Odpowiedź jest prosta: natychmiast! Moje oświadczenie z poprzedniego wpisu postanowiłam wdrożyć w życie od razu. Im szybciej - tym lepiej. Oszczędzamy sobie czasu na zbędne zastanawianie się. Przy okazji przetestowałam swoją silną wolę w warunkach bojowych - znaczy w święta. Wszędzie jajka w każdej możliwej postaci. Nie zjadłam. W domu czekały na mnie takie:


Ciekawostka: od dwóch, niezależnych osób usłyszałam zdanie, że moje działanie nie ma sensu. Dlaczego? Bo jedna osoba nic nie zmieni jeśli miliony jedzą jajka z klatek. Pomyślałam sobie, że gdyby ta teoria była prawdziwa do tej pory żylibyśmy w epoce nadrzewnej. Bo co komu po tym, co kamień łupał?

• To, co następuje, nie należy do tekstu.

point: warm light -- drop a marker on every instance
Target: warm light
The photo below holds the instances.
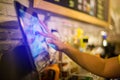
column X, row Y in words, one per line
column 103, row 33
column 104, row 43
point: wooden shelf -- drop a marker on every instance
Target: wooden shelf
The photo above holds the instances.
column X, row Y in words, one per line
column 41, row 4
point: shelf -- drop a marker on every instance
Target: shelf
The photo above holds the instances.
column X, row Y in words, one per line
column 41, row 4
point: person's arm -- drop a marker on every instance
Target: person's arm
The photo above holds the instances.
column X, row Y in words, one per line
column 109, row 68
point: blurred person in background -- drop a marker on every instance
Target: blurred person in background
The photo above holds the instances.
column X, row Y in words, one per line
column 108, row 68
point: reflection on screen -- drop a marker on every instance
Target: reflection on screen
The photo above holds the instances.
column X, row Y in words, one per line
column 36, row 42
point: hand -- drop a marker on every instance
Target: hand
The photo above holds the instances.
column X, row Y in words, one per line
column 54, row 40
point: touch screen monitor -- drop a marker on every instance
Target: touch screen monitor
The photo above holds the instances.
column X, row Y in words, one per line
column 35, row 43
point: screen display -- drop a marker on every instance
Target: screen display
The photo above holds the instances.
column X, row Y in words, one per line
column 31, row 27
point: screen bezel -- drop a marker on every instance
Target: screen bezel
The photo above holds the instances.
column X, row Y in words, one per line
column 17, row 7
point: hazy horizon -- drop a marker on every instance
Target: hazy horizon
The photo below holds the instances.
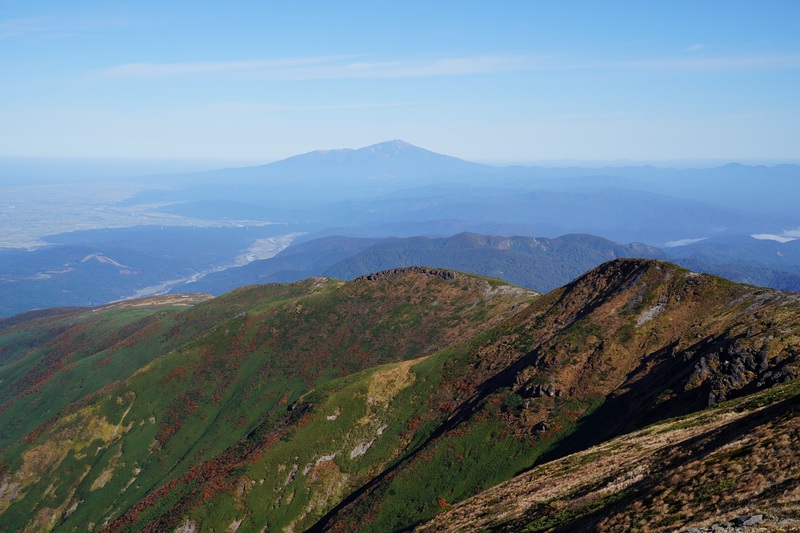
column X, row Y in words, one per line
column 515, row 83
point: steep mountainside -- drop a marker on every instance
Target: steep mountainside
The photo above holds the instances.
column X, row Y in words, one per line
column 723, row 469
column 138, row 411
column 377, row 404
column 626, row 345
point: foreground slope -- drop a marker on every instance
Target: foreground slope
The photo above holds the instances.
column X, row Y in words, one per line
column 129, row 414
column 626, row 345
column 732, row 465
column 376, row 404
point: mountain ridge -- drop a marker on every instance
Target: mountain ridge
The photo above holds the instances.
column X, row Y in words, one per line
column 375, row 404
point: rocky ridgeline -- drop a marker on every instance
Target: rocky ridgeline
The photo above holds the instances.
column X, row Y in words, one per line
column 385, row 274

Parę rad - jak odróżnić jaja od zielononóżki od zwykłych? Jeśli kupujecie w nieopisanych opakowaniach czy na rynku, możecie je rozpoznać po kolorze skorupki - jajka te są bardzo jasne, lubi białe.

Przede wszystkim jednak poznajemy po kształcie - jajka są bardziej podłużne, niż pękate. Ogólnie sprawiają wrażenie takich delikatnych jajeczek, mniejszych niż te, które zwykle kupujemy z chowu klatkowego.